In any event, the deal closed today (at $1.167 million for anyone keeping track of comparable sales out there) and the lawyers are holding onto the commission due while I sue. Hey, I’ve got time, and the money isn’t going anywhere, but this whole real estate business is getting interesting – we used to scratch and claw each other to get clients and listings, now the real fighting begins after the sale.

If I read this correctly, you just tagged CB as “Dirty Rotten Scoundrels.”
So I hope your “speak truth and live free” doctrine holds up in court.
I think the Ridgefield office may now be the regional office. They closed down their much much larger Danbury office.
Talk to Nancy McDonald there.
Tell me again, but just make it simple for simple little minds like mine.
Are you saying that after working with your clients on numerous properties, negotiating at least two offers on properties, that the commissions due to you are not forthcoming?
Did Coldwell receive any of the commissions, have they withheld your portion? Sound very strange. What is going on. Is that 2.5 % of $1.16mil, that you have to fight for?
When I sign a buyers agreement, does it say that I have to pay any commissions due should the buyers agent not be paid by the seller? Sounds scary. More scary than the Glen Beck show and most of the time I can’t look.
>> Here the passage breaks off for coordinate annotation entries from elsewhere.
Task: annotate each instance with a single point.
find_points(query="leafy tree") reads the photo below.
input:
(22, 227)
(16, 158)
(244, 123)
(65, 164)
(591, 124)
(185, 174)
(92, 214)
To be fair to the other side, Anon, we just have a serious disagreement as to what we did agree to: a 4% – 2% split (their position) or a 3%-3%. Because the property was never listed in Greenwich, the standard MLS contract which addresses this issue was not used, and we’re going on verbal representations and two different memories of what was said and what was agreed to. Not the end of the world, either way, and Miami Joe actually did a good job selling this place, once the property was exposed. Oh well.